First lets see how our delta table transaction log looks like.
DESCRIBE DETAIL <delta_table>;
Output:
+-------+-------------------+----------------+--------------------+--------------------+--------------------+----+-----------------+--------------------+-----------+-----------------+-------------+--------------------+------------+--------------------+
|version| timestamp| userId| userName| operation| operationParameters| job| notebook| clusterId|readVersion| isolationLevel|isBlindAppend| operationMetrics|userMetadata| engineInfo|
+-------+-------------------+----------------+--------------------+--------------------+--------------------+----+-----------------+--------------------+-----------+-----------------+-------------+--------------------+------------+--------------------+
| 0|2023-03-16 01:34:22|3281063801330285|abc@g...|CREATE TABLE AS S...|{isManaged -> tru...|null|{432383257327813}|0316-012541-6spdz4dm| null|WriteSerializable| true|{numFiles -> 5, n...| null|Databricks-Runtim...|
+-------+-------------------+----------------+--------------------+--------------------+--------------------+----+-----------------+--------------------+-----------+-----------------+-------------+--------------------+------------+--------------------+
We can see that each transaction has a version
number and timestamp
associate with it.
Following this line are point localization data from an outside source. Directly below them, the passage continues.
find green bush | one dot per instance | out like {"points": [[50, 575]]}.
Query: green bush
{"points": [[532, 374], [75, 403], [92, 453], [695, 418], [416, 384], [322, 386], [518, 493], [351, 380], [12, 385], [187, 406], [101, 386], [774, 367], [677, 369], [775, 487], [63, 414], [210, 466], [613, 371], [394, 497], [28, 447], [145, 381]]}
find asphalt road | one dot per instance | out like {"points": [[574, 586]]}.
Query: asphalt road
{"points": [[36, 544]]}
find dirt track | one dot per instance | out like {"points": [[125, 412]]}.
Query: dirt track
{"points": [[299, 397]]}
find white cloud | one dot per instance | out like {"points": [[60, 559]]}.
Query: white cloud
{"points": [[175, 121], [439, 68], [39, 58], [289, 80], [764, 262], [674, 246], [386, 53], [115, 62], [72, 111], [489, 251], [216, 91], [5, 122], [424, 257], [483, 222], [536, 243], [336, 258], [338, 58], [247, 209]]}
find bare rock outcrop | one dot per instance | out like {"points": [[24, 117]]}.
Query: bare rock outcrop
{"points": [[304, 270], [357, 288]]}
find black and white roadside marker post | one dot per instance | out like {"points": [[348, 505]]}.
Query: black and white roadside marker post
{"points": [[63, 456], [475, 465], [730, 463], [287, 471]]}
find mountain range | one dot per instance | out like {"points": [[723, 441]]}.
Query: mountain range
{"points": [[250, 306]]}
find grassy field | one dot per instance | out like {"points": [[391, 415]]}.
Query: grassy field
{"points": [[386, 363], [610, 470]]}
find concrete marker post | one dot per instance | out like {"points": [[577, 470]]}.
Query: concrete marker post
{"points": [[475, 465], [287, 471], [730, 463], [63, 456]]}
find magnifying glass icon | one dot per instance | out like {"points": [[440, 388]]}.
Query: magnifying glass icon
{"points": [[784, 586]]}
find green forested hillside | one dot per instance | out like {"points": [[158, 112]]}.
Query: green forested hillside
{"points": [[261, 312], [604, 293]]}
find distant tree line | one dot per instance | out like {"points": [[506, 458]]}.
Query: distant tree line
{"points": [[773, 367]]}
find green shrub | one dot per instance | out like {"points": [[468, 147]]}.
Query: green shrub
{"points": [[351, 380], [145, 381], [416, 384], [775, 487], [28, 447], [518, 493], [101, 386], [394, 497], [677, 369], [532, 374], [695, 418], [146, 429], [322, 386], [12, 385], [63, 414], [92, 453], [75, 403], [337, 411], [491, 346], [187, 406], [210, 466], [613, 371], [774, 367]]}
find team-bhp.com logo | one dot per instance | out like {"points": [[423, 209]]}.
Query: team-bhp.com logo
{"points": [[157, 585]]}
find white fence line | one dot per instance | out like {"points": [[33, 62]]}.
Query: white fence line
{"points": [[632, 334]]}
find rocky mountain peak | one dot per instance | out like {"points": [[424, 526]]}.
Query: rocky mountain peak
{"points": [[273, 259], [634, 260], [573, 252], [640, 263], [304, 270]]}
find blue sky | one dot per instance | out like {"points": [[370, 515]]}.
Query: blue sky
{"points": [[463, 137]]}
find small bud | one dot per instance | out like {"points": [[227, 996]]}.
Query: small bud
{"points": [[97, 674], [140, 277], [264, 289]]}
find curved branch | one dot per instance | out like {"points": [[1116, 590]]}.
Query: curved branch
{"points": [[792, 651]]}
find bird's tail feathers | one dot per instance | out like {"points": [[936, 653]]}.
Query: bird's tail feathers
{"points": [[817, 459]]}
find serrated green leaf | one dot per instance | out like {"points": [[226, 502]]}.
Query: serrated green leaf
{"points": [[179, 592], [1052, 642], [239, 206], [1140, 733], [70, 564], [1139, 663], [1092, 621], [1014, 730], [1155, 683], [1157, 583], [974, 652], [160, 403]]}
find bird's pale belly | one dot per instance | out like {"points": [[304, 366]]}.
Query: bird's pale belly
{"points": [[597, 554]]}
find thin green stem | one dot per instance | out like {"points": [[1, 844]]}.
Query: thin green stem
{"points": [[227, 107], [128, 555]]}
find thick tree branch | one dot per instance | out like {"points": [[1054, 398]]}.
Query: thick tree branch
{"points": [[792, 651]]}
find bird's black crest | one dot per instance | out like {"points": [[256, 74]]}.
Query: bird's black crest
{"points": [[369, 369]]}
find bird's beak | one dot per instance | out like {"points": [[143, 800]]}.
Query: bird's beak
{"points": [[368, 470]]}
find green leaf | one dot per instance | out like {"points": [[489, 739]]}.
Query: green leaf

These are the following ways to query our older data:
- Using Timestamp:
SELECT * FROM <delta_table>
TIMESTAMP AS OF "2023-03-16 01:34:22";
- Using Version number:
SELECT * FROM <delta_table>
VERSION AS OF <version_number>;
(or)
SELECT * FROM <delta_table>@v<version_number>;
In your case, the query should like:
SELECT c_first_name
FROM customer_table VERSION AS OF 0
WHERE c_customer_sk = 1;